The last time I parked there the warden told me I had to park head first into the hedge. When I asked to park the other way round, so I had a view, he told me I would be too close the next pitch if I did this!

Pointing out I'm the same width and length whichever way round I park (no awning) he told me that if I didn't like it I could leave.

Don't yer just love the CC wardens? Next time I'd stop out of town and use their excellent park and ride facility.

John


----------



## geordie01 (Apr 20, 2006)

aye i have a run in with the wardens there before


----------



## Techno100 (May 8, 2010)

Told us to reverse in and I would have preferred forwards. On looking around the site people just did their own thing anyway :roll: 

Like you say its as broad as its long JUST PLAIN STUPID

ALSO they close the toilets for cleaning 10:30 to 11:15 and you must leave site by 11:15 SO why not close 11:15 to 12:00 :roll:


----------



## Rapide561 (Oct 1, 2005)

*CC York*

Hi

I am not a CC member after all those ding gongs at the Knareborough site.

I telephoned the CC York a couple of weeks ago to look for a few bookings on a Sunday - Friday basis. I also called in, in person and found the staff helpful. Despite being mid week in January, the site was packed.

A kind offer by Geordie01 to try to let the pitch go to a fellow MHF'er.

Russell


----------



## ChrisandJohn (Feb 3, 2008)

Techno100 said:


> snipped....
> 
> ALSO they close the toilets for cleaning 10:30 to 11:15 and you must leave site by 11:15 SO why not close 11:15 to 12:00 :roll:


Presumably they want to get the toilets cleaned before the new people start arriving, which presumably is timed for after the people leaving have left.

Chris


----------



## Techno100 (May 8, 2010)

Yes you cant arrive before 12 so like I said :roll:


----------



## wakk44 (Jun 15, 2006)

I think it's time the CC starting taking a deposit for advance bookings as the [email protected] do.

This would stop the farcical situation of members booking the most popular club sites throughout the year making them unavailable to everyone and then cancelling.

Makes a mockery of the online advance booking system :x


----------



## Techno100 (May 8, 2010)

TBF they have changed their policy recently.
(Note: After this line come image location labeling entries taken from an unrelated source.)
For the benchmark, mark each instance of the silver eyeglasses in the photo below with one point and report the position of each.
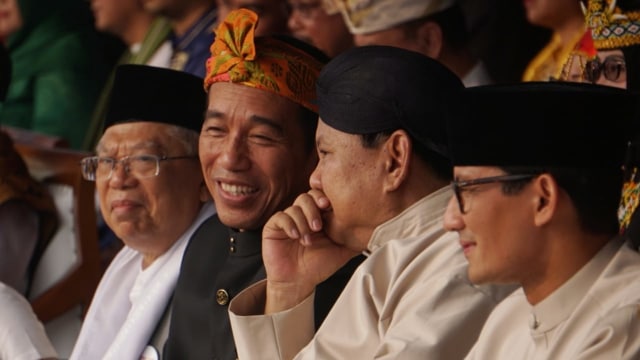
(458, 186)
(141, 166)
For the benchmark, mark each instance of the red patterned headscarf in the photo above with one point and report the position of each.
(264, 63)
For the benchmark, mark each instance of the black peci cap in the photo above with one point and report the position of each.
(544, 124)
(146, 93)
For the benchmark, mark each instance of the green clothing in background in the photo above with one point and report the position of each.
(57, 70)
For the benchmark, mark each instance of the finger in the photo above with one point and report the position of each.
(299, 217)
(280, 224)
(322, 201)
(312, 213)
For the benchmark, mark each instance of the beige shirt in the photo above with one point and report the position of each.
(594, 315)
(409, 299)
(22, 336)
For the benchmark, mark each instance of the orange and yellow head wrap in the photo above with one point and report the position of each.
(264, 63)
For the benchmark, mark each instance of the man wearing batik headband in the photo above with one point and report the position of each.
(256, 152)
(537, 208)
(615, 61)
(381, 188)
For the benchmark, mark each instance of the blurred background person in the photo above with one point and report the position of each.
(320, 23)
(143, 35)
(192, 23)
(616, 62)
(273, 14)
(28, 216)
(57, 67)
(565, 20)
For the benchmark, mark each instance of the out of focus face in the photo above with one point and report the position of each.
(609, 68)
(273, 14)
(253, 152)
(149, 214)
(10, 18)
(311, 23)
(114, 16)
(169, 8)
(551, 13)
(346, 170)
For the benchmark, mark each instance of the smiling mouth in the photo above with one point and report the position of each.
(237, 190)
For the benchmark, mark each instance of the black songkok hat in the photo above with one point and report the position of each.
(372, 89)
(544, 124)
(146, 93)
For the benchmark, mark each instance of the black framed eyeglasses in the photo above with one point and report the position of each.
(141, 166)
(458, 186)
(613, 67)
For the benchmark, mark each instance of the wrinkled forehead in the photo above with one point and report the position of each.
(154, 138)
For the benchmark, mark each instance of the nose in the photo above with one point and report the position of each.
(234, 154)
(293, 22)
(120, 175)
(452, 218)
The offenders are a very small number and will be dealt with.


----------



## Hymervanman (Aug 20, 2010)

A deposit doesn't always cure the problem - if someone can't make it and has paid a deposit- they are probably less likely to call and cancel and so the pitch cannot be re-booked, just in case the guy turns up.
Surely the answer to over- demand is to open up more sites/ allow planning permission for aires etc...
Regards Steve


----------



## brianamelia (Mar 17, 2008)

wakk44 said:


> I think it's time the CC starting taking a deposit for advance bookings as the [email protected] do.
> 
> This would stop the farcical situation of members booking the most popular club sites throughout the year making them unavailable to everyone and then cancelling.
> 
> Makes a mockery of the online advance booking system :x


Not that topic again please

Bri


----------



## cabby (May 14, 2005)

why ever not, it's not a gas.!!!!!!!!!!!!

cabby


----------



## brianamelia (Mar 17, 2008)

Because its been covered many times before and its off topic
Bri


----------



## jax (May 11, 2007)

We've just left Rowntree Park today and it was a completely different experience from when we were there in July. We felt that the wardens acted terrible to both caravaners and motorhomes alike especially if the vans weren't parked up to the damn white peg. This time Keith tried to park as close to the peg as poss but with doing so we crossed onto the grass and churned it up a little. I went into the wardens to inform them what had happened and they were lovely about it. Meanwhile the caravaner next to us not only churned the grass up but parked on it. He would never have got away with that if the normal wardens had been on site. Jackie


----------



## Techno100 (May 8, 2010)

There are currently relief wardens covering the site which may explain the change? regulars are on a long holiday


----------